Trek Bicycle has recalled nearly one million bikes in the U.S. and Canada due to a problem with the front wheel braking system on the bicycles that could lead to a crash, causing serious injuries. Trek issued the recall following reports of at least three accidents caused by the front wheel defect, including one crash that left the rider permanently paralyzed.
The Trek bicycle recall includes all models sold from late 1999 until 2015 and are priced between about $480 to $1,650. The recalled bicycles are equipped with front disc brakes and a black or silver quick-release lever on the front wheel hub. According to Trek, the quick-release lever on these bicycles can come into contact with the front disc brake assembly, causing the wheel to completely separate from the bike or causing the wheel to come to a stop instantly. Bicycles that are equipped with front quick-release levers that do not open a full 180 degrees were not included in the recall notice.
In a statement about the recalled bicycles, Trek stated that it first learned about problems with the quick-release level while investigating a serious bicycle accident that occurred in 2014. The rider in this accident—who was using one of the recalled Trek bicycles—suffered injuries resulting in quadriplegia and permanent paralysis. Trek has already settled a lawsuit filed against the company by the paralyzed rider, but declined to disclose the terms of the settlement. Two other accidents were also reported involving the recalled bicycles, one involving facial injuries to the rider and the other causing a broken wrist.
The quick-release skewer linked to the accident risk with Trek bicycles is produced by a number of manufacturers for hybrid-style bikes and mountain bikes and is sold under many brand names. A spokesman for Trek said that because the quick-release lever found in the recalled bicycles is used by many other manufactures, the problems identified in Trek bicycles may also affect bikes sold by other companies. Trek says that it has notified bicycle owners in Europe and Asia of the recall, but it is unknown whether any bicycles sold in those countries will also be recalled.
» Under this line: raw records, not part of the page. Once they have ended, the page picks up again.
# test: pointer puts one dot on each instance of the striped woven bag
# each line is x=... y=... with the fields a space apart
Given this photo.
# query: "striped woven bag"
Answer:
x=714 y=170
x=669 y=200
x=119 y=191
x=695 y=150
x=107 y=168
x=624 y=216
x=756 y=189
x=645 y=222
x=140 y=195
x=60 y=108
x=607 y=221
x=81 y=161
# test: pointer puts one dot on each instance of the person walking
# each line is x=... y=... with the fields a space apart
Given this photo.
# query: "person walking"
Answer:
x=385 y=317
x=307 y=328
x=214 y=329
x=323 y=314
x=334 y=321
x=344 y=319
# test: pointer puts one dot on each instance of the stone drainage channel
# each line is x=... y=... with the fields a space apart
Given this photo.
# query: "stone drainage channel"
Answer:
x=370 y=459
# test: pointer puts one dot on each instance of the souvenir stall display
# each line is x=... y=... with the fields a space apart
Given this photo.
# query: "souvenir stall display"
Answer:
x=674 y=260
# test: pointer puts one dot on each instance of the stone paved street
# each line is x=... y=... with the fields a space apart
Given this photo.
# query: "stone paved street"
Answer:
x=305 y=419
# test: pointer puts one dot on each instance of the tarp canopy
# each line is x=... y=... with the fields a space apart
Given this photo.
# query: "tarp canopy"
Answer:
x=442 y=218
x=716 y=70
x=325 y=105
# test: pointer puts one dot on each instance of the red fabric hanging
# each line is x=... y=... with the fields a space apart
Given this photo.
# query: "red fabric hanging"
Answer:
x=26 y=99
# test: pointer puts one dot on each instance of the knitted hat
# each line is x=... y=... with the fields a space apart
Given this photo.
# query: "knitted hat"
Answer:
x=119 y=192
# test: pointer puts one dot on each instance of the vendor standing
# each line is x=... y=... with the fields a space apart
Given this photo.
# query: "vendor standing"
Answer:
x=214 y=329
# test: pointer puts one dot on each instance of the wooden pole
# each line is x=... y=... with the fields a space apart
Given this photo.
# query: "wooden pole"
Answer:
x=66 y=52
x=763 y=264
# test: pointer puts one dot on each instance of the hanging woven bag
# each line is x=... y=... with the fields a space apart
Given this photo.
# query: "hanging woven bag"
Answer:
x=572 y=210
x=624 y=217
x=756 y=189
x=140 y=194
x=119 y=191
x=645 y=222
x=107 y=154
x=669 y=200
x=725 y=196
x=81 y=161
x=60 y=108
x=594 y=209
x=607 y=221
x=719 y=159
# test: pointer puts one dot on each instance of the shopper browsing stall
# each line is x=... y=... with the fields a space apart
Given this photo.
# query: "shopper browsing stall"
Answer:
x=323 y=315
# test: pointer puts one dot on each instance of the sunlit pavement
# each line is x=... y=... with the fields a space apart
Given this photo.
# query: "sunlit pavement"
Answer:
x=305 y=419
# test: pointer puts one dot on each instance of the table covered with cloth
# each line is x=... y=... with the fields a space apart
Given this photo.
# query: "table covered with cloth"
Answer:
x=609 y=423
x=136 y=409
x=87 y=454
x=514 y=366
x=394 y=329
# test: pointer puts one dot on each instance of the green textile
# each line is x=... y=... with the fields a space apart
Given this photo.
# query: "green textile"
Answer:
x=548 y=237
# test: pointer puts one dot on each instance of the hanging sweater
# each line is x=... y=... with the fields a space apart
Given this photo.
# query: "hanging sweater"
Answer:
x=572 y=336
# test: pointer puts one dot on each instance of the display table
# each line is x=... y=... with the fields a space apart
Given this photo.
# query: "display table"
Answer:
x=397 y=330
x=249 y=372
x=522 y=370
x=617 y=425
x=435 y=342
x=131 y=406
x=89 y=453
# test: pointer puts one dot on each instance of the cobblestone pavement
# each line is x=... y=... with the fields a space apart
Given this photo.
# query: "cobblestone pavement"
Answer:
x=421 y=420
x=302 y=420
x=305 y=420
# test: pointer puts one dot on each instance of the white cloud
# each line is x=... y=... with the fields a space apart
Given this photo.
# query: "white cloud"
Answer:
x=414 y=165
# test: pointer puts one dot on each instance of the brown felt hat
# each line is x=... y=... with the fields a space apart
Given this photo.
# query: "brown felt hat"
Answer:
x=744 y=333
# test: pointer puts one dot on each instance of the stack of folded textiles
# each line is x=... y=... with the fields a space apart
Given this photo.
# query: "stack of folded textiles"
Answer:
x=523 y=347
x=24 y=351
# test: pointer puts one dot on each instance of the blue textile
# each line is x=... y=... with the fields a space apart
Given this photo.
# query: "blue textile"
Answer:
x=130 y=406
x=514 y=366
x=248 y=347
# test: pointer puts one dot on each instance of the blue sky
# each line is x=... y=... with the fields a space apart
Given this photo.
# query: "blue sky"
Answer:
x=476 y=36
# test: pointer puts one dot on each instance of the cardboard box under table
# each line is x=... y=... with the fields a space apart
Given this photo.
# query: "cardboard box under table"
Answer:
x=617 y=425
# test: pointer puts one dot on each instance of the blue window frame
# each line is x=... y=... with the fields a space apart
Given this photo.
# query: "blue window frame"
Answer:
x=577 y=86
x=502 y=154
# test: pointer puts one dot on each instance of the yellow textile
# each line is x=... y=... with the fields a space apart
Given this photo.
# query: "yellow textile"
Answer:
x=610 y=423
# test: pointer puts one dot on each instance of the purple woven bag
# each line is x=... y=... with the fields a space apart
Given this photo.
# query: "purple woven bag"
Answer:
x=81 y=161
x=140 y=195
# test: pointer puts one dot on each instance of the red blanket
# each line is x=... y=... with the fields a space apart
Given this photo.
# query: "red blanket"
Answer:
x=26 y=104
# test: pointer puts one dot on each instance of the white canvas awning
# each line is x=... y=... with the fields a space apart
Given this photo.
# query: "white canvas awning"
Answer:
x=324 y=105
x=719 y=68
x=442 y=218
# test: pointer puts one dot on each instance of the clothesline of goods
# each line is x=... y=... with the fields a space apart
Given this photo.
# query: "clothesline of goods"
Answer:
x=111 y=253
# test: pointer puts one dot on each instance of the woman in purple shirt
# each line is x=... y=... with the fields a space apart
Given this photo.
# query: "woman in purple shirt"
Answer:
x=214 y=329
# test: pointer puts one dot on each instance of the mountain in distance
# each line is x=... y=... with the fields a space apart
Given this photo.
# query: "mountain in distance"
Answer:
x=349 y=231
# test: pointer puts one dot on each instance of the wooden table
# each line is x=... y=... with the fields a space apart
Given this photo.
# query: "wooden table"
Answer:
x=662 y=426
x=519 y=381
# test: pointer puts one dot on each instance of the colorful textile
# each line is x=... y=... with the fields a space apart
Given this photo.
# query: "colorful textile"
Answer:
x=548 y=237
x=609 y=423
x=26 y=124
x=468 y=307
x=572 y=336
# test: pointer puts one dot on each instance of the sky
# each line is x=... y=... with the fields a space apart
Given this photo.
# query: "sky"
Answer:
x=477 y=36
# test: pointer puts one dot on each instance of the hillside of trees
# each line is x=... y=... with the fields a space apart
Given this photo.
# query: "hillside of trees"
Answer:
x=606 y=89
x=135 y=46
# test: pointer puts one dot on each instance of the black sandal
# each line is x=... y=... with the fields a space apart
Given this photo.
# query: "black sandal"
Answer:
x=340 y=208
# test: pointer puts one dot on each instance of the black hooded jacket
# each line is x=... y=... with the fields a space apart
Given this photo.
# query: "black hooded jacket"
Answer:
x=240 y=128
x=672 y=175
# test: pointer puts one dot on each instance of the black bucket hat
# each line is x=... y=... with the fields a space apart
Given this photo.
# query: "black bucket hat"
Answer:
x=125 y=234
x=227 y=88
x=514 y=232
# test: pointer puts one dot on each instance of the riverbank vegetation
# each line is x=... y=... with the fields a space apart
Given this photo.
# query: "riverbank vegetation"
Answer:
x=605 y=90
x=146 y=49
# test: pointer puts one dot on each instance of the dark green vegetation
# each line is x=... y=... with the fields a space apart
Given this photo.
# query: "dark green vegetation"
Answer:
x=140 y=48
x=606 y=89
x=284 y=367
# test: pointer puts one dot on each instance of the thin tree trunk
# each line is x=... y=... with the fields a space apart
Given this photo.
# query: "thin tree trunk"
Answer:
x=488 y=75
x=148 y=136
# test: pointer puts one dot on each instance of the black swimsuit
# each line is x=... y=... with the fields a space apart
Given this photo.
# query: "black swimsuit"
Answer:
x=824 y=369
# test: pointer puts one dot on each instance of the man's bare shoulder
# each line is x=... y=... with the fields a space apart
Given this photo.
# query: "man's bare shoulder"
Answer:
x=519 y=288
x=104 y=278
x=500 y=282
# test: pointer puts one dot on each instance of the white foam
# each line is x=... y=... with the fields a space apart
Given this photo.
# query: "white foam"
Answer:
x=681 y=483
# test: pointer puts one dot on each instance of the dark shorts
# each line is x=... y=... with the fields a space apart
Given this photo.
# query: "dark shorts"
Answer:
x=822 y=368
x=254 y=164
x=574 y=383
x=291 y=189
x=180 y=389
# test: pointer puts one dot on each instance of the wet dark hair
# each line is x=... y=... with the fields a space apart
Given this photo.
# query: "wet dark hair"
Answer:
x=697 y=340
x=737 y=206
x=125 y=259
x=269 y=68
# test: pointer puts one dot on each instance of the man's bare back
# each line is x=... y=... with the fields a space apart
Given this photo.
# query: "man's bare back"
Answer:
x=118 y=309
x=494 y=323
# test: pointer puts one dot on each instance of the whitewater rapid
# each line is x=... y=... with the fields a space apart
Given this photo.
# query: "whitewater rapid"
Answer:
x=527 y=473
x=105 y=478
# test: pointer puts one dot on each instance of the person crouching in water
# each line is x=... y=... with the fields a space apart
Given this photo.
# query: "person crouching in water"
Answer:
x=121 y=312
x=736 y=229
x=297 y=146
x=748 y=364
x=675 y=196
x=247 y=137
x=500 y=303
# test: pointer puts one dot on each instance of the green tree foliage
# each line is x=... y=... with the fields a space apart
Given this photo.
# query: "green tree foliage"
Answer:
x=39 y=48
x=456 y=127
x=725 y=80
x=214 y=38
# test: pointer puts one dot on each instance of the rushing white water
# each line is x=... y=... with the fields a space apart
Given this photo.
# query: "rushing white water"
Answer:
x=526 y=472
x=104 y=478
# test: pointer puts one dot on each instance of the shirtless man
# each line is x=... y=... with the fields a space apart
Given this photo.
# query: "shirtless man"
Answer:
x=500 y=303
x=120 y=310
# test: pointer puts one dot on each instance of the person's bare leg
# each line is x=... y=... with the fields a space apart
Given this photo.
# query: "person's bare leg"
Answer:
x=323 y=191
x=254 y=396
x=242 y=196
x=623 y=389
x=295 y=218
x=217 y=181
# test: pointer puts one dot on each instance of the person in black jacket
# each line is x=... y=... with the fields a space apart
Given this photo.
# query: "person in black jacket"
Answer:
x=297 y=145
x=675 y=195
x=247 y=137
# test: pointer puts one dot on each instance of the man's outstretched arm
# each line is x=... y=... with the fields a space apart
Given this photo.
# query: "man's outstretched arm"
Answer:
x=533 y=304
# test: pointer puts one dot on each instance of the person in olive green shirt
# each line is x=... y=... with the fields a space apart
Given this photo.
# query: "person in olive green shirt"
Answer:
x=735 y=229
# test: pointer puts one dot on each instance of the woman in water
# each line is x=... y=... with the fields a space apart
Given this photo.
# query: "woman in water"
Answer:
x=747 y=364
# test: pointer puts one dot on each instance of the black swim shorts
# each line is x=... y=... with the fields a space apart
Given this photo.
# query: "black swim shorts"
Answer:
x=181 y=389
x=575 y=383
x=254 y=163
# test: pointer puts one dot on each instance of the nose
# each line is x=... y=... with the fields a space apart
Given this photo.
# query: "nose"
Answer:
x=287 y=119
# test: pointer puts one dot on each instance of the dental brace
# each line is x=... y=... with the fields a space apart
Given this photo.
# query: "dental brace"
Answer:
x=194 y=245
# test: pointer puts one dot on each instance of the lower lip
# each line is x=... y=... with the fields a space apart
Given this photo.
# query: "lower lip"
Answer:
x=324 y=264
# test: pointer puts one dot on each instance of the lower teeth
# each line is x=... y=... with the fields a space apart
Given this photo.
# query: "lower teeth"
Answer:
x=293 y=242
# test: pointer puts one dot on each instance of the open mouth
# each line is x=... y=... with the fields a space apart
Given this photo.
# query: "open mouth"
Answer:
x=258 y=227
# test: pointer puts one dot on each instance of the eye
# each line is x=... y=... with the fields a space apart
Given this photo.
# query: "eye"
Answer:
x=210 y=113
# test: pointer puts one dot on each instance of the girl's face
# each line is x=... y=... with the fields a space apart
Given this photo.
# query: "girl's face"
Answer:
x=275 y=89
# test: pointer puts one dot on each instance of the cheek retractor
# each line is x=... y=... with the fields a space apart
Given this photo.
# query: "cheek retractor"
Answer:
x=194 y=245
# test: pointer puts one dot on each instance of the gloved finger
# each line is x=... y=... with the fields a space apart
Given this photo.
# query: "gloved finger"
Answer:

Trek has advised customers who purchased one of the recalled bicycles to stop using it immediately and contact a Trek bicycle retailer for a free installation of a replacement front wheel quick-release lever. Many bicycle shops have already begun gearing up for the flood of repair requests they expect in response to the recall and have already received replacement quick-release levers. In addition to repairing problems with the front disc brake system on its bikes, Trek says that it will provide owners of one of the bicycles involved in the recall with a $20 coupon good towards Bontranger merchandise, a brand owned by the company.
The latest recall is believed to be the largest in Trek’s history. In June 2014, the company recalled more than 128,000 bicycles equipped with SR Suntour Front Forks because of risk of injuries due to a crash.
Lawsuits Filed Over Trek Bicycle Recall
As we mentioned earlier, Trek has already settled at least one lawsuit filed against the company over the recent recall. Considering the unprecedented scope of problems with the front wheel braking system on the recalled Trek bicycles, it is possible that many more lawsuits may be filed over injuries suffered by cyclists using Trek bicycles as news of the recall spreads.
The Trek recall highlights the difficulty faced by safety regulators in protecting consumers from injury due to dangerous products. Despite the efforts of federal regulators to keep consumers safe, thousands are hospitalized each year because of injuries caused by dangerous consumer goods.